The senior researcher at the Moscow Institute of Regional Problems argues that the reason for that is that the current Russian elite grew out of the Soviet elite and like its predecessor is defined by the relationship of its members to the state (realtribune.ru/specifika-rossijskoj-elity-proshloe-nastoyashhee-i-budushhee/).
The Soviet elite was dissatisfied with its position in which the state defined everything because that precluded the possibility of their handing down to their children their wealth and position. Its members hoped that the creation of a market economy would solve their problem in that regard. That did lead to the collapse of the USSR but not to a fundamental change at the top.
Because even after 1991, the state remained “sacred,” sharing of power and wealth with it was impossible; and once again, the state shared out wealth in order to protect itself. Yeltsin began that process and Putin has continued it to its completion. Under Yeltsin, the state apparatus became paramount; but under Putin, it has been destroyed as an independent actor.
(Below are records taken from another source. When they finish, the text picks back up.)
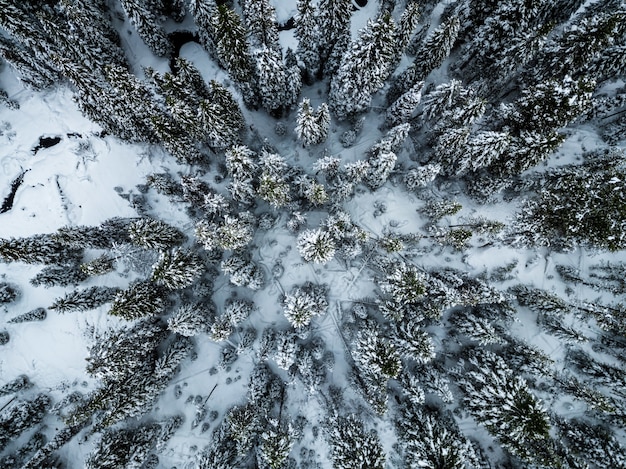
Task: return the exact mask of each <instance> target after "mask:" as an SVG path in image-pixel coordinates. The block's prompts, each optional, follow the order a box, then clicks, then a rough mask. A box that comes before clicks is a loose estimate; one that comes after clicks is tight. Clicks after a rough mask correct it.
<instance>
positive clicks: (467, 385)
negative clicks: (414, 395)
mask: <svg viewBox="0 0 626 469" xmlns="http://www.w3.org/2000/svg"><path fill="white" fill-rule="evenodd" d="M469 363H470V364H471V365H472V367H473V369H472V370H471V371H468V372H467V373H466V375H465V377H464V378H463V380H462V381H461V382H460V385H461V388H462V389H463V391H464V392H465V399H464V401H463V402H464V405H465V408H466V409H467V410H468V411H469V412H470V414H471V415H472V416H473V417H474V418H475V419H476V420H477V421H478V422H479V423H481V424H483V425H485V427H486V428H487V430H489V432H490V433H491V434H492V435H493V436H494V437H496V438H497V439H498V440H499V441H500V443H501V444H502V446H503V447H505V448H506V449H507V450H509V451H510V452H511V453H512V454H515V455H516V456H518V457H520V458H521V459H522V460H524V461H527V462H529V463H539V464H548V465H551V464H555V463H556V462H557V461H558V459H556V456H555V454H554V449H553V446H554V442H553V441H552V440H551V438H550V435H549V430H550V422H549V419H548V416H547V413H546V411H545V409H544V408H543V407H542V405H541V403H540V402H539V400H538V399H537V398H536V397H535V396H534V395H533V394H532V393H531V392H530V390H529V388H528V385H527V384H526V382H525V381H524V380H523V379H522V378H520V377H519V376H516V375H515V374H514V372H513V371H512V370H511V369H510V368H509V367H508V366H507V365H506V363H505V362H504V360H503V359H502V358H500V357H498V356H496V355H494V354H493V353H491V352H482V353H477V354H475V355H474V356H473V357H471V358H470V360H469Z"/></svg>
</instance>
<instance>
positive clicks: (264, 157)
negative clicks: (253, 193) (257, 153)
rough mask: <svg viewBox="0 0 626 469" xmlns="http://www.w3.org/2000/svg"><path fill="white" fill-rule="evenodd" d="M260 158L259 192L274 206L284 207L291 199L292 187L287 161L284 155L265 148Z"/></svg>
mask: <svg viewBox="0 0 626 469" xmlns="http://www.w3.org/2000/svg"><path fill="white" fill-rule="evenodd" d="M260 160H261V169H262V170H261V177H260V179H259V187H258V189H257V193H258V195H259V196H260V197H261V198H262V199H263V200H265V201H266V202H268V203H269V204H270V205H272V206H273V207H276V208H280V207H283V206H284V205H286V204H287V203H288V202H289V201H290V200H291V189H290V187H289V183H288V181H287V176H286V172H287V170H288V166H287V163H286V161H285V159H284V158H283V157H282V156H280V155H278V154H276V153H269V152H267V151H265V150H264V151H263V153H262V155H261V158H260Z"/></svg>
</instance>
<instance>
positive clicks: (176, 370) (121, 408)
mask: <svg viewBox="0 0 626 469" xmlns="http://www.w3.org/2000/svg"><path fill="white" fill-rule="evenodd" d="M167 335H168V334H167V330H166V329H165V327H164V324H162V323H160V322H158V321H156V320H144V321H140V322H138V323H137V324H136V325H135V326H134V327H133V328H132V329H122V330H119V331H114V332H111V333H109V334H106V335H105V336H103V337H102V338H101V339H100V340H99V341H98V342H97V343H96V344H95V345H94V347H93V348H92V350H91V351H90V357H89V364H88V365H87V372H88V373H90V374H91V375H93V376H96V377H98V378H100V379H101V381H102V384H101V386H100V387H99V388H98V389H96V390H95V391H93V392H92V393H90V394H89V395H88V396H87V398H86V399H85V400H84V401H83V402H81V403H80V404H79V405H78V406H77V407H76V408H75V409H73V410H72V412H71V413H70V415H69V416H68V417H67V418H66V421H67V422H68V423H69V424H70V425H80V424H83V423H85V422H87V421H89V419H91V418H92V417H93V416H95V418H96V422H95V427H94V428H96V429H97V430H100V429H103V428H106V427H108V426H111V425H113V424H115V423H117V422H119V421H121V420H123V419H126V418H128V417H134V416H138V415H142V414H144V413H146V412H147V411H149V410H150V408H151V407H152V405H153V403H154V402H155V400H156V399H157V398H158V396H159V395H160V394H161V392H162V391H163V389H164V388H165V387H166V386H167V385H168V384H169V381H170V379H171V378H172V376H173V375H174V374H175V373H176V372H177V371H178V367H179V365H180V363H181V362H182V361H183V360H184V359H185V358H186V357H187V356H188V355H189V354H190V353H191V351H192V349H193V345H192V343H191V342H190V341H189V339H187V338H186V337H177V338H175V339H174V340H173V341H172V342H171V343H169V344H168V345H167V347H165V348H164V347H162V346H163V345H165V344H163V340H164V339H165V338H166V337H167ZM158 350H163V352H161V353H158Z"/></svg>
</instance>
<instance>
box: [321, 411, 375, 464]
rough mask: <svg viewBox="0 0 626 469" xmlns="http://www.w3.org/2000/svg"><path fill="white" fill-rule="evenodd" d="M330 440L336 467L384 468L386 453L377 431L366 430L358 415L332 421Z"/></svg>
mask: <svg viewBox="0 0 626 469" xmlns="http://www.w3.org/2000/svg"><path fill="white" fill-rule="evenodd" d="M328 438H329V440H330V441H329V442H330V444H331V448H332V452H331V455H332V459H333V463H334V467H341V468H344V469H382V468H383V467H384V466H385V454H384V453H383V448H382V445H381V443H380V440H379V439H378V435H377V434H376V432H375V431H373V430H371V431H366V430H365V428H364V426H363V424H362V423H361V422H360V421H359V420H358V419H357V417H356V416H353V415H351V416H348V417H337V419H335V421H334V422H332V423H331V428H330V431H329V435H328Z"/></svg>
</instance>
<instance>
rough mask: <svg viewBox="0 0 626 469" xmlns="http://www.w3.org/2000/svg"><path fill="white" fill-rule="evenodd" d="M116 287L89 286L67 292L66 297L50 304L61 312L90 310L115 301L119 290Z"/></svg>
mask: <svg viewBox="0 0 626 469" xmlns="http://www.w3.org/2000/svg"><path fill="white" fill-rule="evenodd" d="M119 291H120V290H119V288H115V287H97V286H94V287H89V288H85V289H83V290H74V291H73V292H69V293H66V294H65V296H64V297H62V298H57V299H56V300H54V302H53V303H52V304H51V305H50V309H54V310H56V311H57V312H59V313H68V312H71V311H88V310H90V309H94V308H97V307H98V306H102V305H103V304H105V303H109V302H111V301H113V300H114V299H115V297H116V295H117V294H118V292H119Z"/></svg>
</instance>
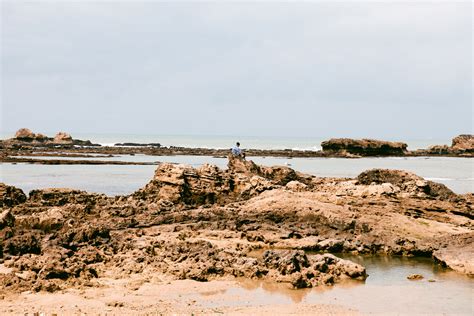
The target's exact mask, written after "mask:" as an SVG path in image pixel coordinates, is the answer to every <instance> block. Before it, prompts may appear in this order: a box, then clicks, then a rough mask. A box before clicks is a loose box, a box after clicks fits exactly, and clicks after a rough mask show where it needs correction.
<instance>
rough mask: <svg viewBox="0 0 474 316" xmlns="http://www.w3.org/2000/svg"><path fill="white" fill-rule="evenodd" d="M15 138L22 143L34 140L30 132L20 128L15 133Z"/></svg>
mask: <svg viewBox="0 0 474 316" xmlns="http://www.w3.org/2000/svg"><path fill="white" fill-rule="evenodd" d="M15 138H16V139H18V140H22V141H32V140H33V139H35V138H36V135H35V133H33V132H32V131H30V130H29V129H27V128H20V129H19V130H18V131H17V132H16V133H15Z"/></svg>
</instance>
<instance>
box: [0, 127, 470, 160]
mask: <svg viewBox="0 0 474 316" xmlns="http://www.w3.org/2000/svg"><path fill="white" fill-rule="evenodd" d="M230 145H231V144H229V146H230ZM321 146H322V150H318V151H314V150H292V149H245V153H246V155H247V156H248V157H288V158H296V157H300V158H310V157H321V158H330V157H334V158H360V157H413V156H447V157H474V135H467V134H466V135H459V136H456V137H455V138H454V139H453V140H452V144H451V146H448V145H435V146H431V147H429V148H427V149H417V150H409V149H408V145H407V144H406V143H404V142H390V141H384V140H376V139H352V138H332V139H329V140H327V141H324V142H322V143H321ZM0 149H2V153H1V155H0V161H2V162H31V163H42V164H43V163H48V164H53V163H54V164H62V163H67V164H76V163H77V164H82V163H84V164H92V163H93V164H101V163H103V164H107V163H108V162H107V161H103V162H100V161H94V162H92V161H84V160H81V161H72V160H69V161H65V160H50V161H49V162H46V161H45V160H44V159H33V158H18V157H15V156H41V155H43V156H70V155H76V156H77V157H80V156H82V157H85V155H90V154H101V155H108V156H111V155H134V154H144V155H154V156H173V155H188V156H212V157H226V156H227V154H228V153H229V149H213V148H189V147H176V146H169V147H166V146H162V145H161V144H160V143H158V142H154V143H134V142H123V143H116V144H114V146H101V145H100V144H94V143H92V142H91V141H90V140H79V139H74V138H72V136H71V135H70V134H68V133H65V132H59V133H57V134H56V135H55V136H54V137H48V136H45V135H43V134H40V133H33V132H32V131H31V130H29V129H27V128H22V129H20V130H18V131H17V132H16V133H15V136H14V137H13V138H10V139H6V140H0ZM38 149H41V154H38V152H37V151H38ZM57 149H61V151H60V152H58V151H57ZM116 163H117V162H116Z"/></svg>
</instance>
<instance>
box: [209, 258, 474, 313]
mask: <svg viewBox="0 0 474 316" xmlns="http://www.w3.org/2000/svg"><path fill="white" fill-rule="evenodd" d="M343 257H344V258H346V259H351V260H353V261H355V262H358V263H360V264H362V265H364V266H365V267H366V269H367V272H368V274H369V277H368V278H367V280H366V281H365V282H361V281H353V280H348V281H345V282H343V283H339V284H337V285H335V286H321V287H317V288H313V289H303V290H293V289H289V288H288V287H287V285H284V284H276V283H267V282H261V281H255V280H242V281H241V282H240V283H239V286H238V287H233V288H230V289H228V290H225V291H220V292H215V293H212V292H210V293H205V294H204V295H207V296H211V297H216V296H222V299H221V300H217V301H218V302H221V304H222V305H220V306H249V305H251V306H258V305H264V304H265V305H268V304H298V303H308V304H337V305H342V306H344V307H347V308H351V309H356V310H358V311H360V312H362V313H363V314H384V315H386V314H397V315H400V314H403V315H406V314H410V315H413V314H423V315H434V314H436V315H438V314H449V315H472V313H473V311H474V307H473V298H474V297H473V289H474V287H473V286H474V280H473V279H472V278H469V277H467V276H464V275H461V274H458V273H456V272H454V271H451V270H446V269H443V268H441V267H440V266H438V265H435V264H434V263H433V261H432V260H431V259H428V258H403V257H389V256H347V255H346V256H343ZM414 273H417V274H421V275H423V276H424V279H423V280H419V281H410V280H408V279H407V278H406V277H407V276H408V275H410V274H414ZM428 280H434V281H435V282H429V281H428ZM201 295H203V294H201ZM210 302H211V301H210ZM209 307H219V306H216V300H215V299H214V300H212V306H209Z"/></svg>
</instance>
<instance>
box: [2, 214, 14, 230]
mask: <svg viewBox="0 0 474 316" xmlns="http://www.w3.org/2000/svg"><path fill="white" fill-rule="evenodd" d="M14 224H15V217H14V216H13V215H12V213H11V211H10V210H4V211H3V212H2V213H0V229H3V228H4V227H13V225H14Z"/></svg>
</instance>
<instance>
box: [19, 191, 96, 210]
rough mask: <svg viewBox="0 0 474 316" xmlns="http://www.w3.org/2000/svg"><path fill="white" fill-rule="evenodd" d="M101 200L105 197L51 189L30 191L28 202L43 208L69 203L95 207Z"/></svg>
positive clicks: (87, 193) (63, 204)
mask: <svg viewBox="0 0 474 316" xmlns="http://www.w3.org/2000/svg"><path fill="white" fill-rule="evenodd" d="M101 198H105V196H104V195H102V194H93V193H87V192H85V191H80V190H73V189H64V188H51V189H39V190H32V191H30V196H29V199H28V201H29V202H34V203H39V204H40V205H42V206H63V205H66V204H68V203H74V204H86V205H94V204H95V203H96V202H97V201H98V200H100V199H101Z"/></svg>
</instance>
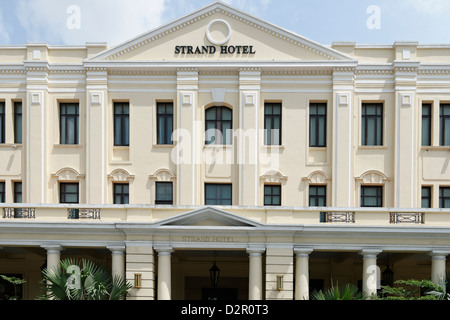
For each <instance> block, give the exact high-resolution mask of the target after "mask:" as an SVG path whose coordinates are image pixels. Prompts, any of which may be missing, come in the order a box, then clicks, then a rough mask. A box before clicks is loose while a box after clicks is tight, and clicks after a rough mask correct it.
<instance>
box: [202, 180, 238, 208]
mask: <svg viewBox="0 0 450 320" xmlns="http://www.w3.org/2000/svg"><path fill="white" fill-rule="evenodd" d="M208 187H216V188H217V187H229V188H230V191H231V192H230V194H231V198H230V199H225V198H222V197H220V196H218V197H216V198H214V199H208V198H207V194H208V192H207V191H208V190H207V189H208ZM204 190H205V205H207V206H231V205H233V185H232V184H231V183H205V189H204ZM222 191H223V190H222V189H219V188H217V189H216V196H217V195H218V194H219V193H220V195H221V194H222V193H223V192H222ZM208 200H220V202H221V204H217V203H215V204H211V203H209V204H208ZM228 200H229V204H228V203H227V204H223V203H222V202H223V201H228Z"/></svg>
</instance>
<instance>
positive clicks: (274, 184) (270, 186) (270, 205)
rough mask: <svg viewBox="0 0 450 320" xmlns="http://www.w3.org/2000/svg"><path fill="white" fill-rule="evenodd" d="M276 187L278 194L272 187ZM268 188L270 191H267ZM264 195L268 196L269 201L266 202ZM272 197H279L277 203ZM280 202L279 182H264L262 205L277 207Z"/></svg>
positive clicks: (279, 190)
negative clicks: (269, 197)
mask: <svg viewBox="0 0 450 320" xmlns="http://www.w3.org/2000/svg"><path fill="white" fill-rule="evenodd" d="M275 188H276V189H278V190H279V192H278V194H274V192H273V191H274V189H275ZM268 190H270V192H267V191H268ZM266 197H270V203H267V202H266ZM274 197H279V203H274V202H275V201H274V199H273V198H274ZM281 204H282V188H281V185H280V184H265V185H264V206H266V207H279V206H281Z"/></svg>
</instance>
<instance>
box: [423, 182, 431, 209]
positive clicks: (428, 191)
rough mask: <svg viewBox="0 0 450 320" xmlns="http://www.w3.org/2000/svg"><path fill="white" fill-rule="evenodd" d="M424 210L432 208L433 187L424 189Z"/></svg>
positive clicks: (423, 199) (427, 187) (426, 187)
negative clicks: (429, 208) (431, 195)
mask: <svg viewBox="0 0 450 320" xmlns="http://www.w3.org/2000/svg"><path fill="white" fill-rule="evenodd" d="M422 208H424V209H427V208H431V187H422Z"/></svg>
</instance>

Putin didn’t fear the state apparatus because he understood that the latter didn’t want a return to the USSR; and thus the current “configuration of the elite” emerged – “at the center, the president and his closest comrades in arms, thn he state apparatus, and on the periphery, business.
According to Zhuravlyev, “this system has proven effective and corresponds to the structure of the economy; but it didn’t solve the key problem of the inheritance of power.” Putin has tried to solve that by isolating all but the largest corporations from any political power, and they remain totally dependent on his good will.
Under Putin, decisions are made according to a definite system; and anyone who ; violates that by going beyond its limits is “excluded” from having any influence. That of course means that it is “almost impossible” for the state to take any move in a new direction.
Some have suggested that the inclusion of veterans into the elite will change that, the analyst says; but they are wrong because the power of the current occupants of the senior elite will quickly move against the veterans seeking entrance lest the entire system come crashing down as it did three decades ago.